Barnes smiled. “Then there is a crown. That’s wonderful, Mr. Free.”

“Not a crown.” Free’s voice grew grave. “I never said it was a crown.”

“I didn’t think so. It doesn’t seem probable, after all.”

“Trouble is, I want to tell you what it was, Mr. Barnes. Only I can’t.”

“I would respect your confidence, Mr. Free. Trust me.”

“’Taint that.” The old man shuffled awkwardly, like a boy. “It’s a treasure. That’s all I can say. A treasure. Something I brought from the High Place, and there’s no words I could use to tell you what it was and make you believe it now.” He held up his hands as if depicting a fish or a putt. “It ain’t too big. Not much wider than that.”

“But it would be worth a great deal,” Barnes persisted, “if we found it?”

“Oh, you could sell it for a sight of money, I s‘pose. ’Cept you never would. Once you had it, you couldn’t part with it. Not for money. Maybe not for anything. I never meant to, you see, Mr. Barnes. I’d used it, and I’d learned a whole lot. I only wanted to put it to one side for a while and stay where I was at. Then one thing and t‘other happened. I thought about it sometimes, but the time never seemed right to go. There was always corn to plant, or this or that. Anyway, I got older—which we all do, Mr. Barnes, treasure or none. And I knew it would be harder. I kept thinkin’ one day I’d feel better, and some days I did, only it never lasted. Then it was too late for me. I started askin’ myself what I’d do with it now, and I’ll tell you the truth, there wasn’t much of a answer.”

“I see.”

“No you don’t, Mr. Barnes. You don’t see a thing.” The old man shambled off in the direction of the water heater.

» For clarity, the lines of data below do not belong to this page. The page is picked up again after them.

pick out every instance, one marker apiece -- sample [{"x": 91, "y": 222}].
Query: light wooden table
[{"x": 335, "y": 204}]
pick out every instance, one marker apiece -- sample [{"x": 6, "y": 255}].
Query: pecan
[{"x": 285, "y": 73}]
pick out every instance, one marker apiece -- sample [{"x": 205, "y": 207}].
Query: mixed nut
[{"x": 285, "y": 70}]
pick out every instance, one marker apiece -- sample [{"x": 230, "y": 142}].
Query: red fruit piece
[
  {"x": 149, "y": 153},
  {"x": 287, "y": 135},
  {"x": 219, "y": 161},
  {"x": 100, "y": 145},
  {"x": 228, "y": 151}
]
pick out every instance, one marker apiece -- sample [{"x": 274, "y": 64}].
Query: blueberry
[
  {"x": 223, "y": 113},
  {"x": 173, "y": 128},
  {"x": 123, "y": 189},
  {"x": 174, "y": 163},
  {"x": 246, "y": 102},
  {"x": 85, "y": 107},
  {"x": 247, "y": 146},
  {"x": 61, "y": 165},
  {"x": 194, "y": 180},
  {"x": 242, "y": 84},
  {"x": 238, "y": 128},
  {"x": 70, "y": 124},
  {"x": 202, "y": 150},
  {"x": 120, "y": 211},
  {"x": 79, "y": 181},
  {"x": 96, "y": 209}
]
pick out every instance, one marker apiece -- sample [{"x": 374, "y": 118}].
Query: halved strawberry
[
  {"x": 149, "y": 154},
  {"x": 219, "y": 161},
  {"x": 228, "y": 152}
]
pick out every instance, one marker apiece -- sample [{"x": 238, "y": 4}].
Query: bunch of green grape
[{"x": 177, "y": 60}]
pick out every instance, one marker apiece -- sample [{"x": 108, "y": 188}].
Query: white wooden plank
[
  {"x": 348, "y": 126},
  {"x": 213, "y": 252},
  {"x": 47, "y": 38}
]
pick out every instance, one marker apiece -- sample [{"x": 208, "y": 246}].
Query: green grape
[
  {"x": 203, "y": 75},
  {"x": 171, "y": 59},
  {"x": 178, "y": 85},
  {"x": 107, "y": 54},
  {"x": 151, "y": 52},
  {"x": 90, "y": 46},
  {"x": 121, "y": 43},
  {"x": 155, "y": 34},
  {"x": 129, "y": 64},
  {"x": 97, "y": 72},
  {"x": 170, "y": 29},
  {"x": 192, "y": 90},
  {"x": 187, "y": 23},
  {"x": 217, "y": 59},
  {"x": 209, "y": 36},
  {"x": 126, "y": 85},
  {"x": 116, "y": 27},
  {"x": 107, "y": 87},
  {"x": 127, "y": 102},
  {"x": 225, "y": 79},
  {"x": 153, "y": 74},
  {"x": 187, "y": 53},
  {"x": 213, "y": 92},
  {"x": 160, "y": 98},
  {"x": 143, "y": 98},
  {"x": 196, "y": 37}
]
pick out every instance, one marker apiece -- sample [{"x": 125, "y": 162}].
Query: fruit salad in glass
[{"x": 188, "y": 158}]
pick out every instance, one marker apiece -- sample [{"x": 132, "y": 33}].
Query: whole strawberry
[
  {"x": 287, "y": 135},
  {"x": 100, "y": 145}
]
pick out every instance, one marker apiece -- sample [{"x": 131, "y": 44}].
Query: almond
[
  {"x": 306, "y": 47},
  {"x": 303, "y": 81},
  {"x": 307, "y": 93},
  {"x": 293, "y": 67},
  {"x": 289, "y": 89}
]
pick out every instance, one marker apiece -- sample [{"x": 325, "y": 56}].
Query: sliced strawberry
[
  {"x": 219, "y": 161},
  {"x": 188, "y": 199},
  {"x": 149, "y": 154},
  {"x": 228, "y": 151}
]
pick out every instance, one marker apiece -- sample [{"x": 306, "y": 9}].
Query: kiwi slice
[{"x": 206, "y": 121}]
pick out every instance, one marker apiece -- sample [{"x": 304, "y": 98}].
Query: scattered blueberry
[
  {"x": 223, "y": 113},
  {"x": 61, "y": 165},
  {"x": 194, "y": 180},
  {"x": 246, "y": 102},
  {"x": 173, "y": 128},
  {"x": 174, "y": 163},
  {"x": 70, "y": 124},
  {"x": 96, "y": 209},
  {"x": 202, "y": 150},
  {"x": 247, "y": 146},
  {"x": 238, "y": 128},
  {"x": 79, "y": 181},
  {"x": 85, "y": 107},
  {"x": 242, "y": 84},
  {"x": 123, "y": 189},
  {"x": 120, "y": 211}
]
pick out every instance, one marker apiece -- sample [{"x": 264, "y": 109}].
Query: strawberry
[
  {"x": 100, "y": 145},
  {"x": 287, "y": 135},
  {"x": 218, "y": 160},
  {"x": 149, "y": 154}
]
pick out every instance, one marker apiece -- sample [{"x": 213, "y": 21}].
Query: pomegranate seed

“I only meant that I can sympathize. My grandfather had a farm and lost it. I still remember how depressed he was. I understand how you feel.”

The candle went out.

“You’re wrong, Barnes.” The voice was Free’s and yet not Free’s, as though a new and different Free had come suddenly with the dark.

Barnes gasped, “Where are you, Mr. Free?” and patted his pockets helplessly. “I’ve been trying to quit smoking, and now the candle’s—”

“I know that, Barnes. Don’t be any bigger fool than you can help. A moment ago you said people don’t respect you. I said I did, and I do. But you’re involved in something you don’t understand. That’s the simple truth.”

“Don’t you have—”

“You’re trying to ask me where I put my gizmo, and what it is. A way to make me tell you what I hardly know myself about something you don’t understand. Well, I put it where I told you. In a wall. I could have put it someplace else, but it was a wall I chose.”

Barnes took a step. He hoped it was toward the stair, though he felt a chasm had opened before him.

“And I put a sign on it. I’m not sure you’ll ever see that sign, Barnes, but if you do I think you’ll know.”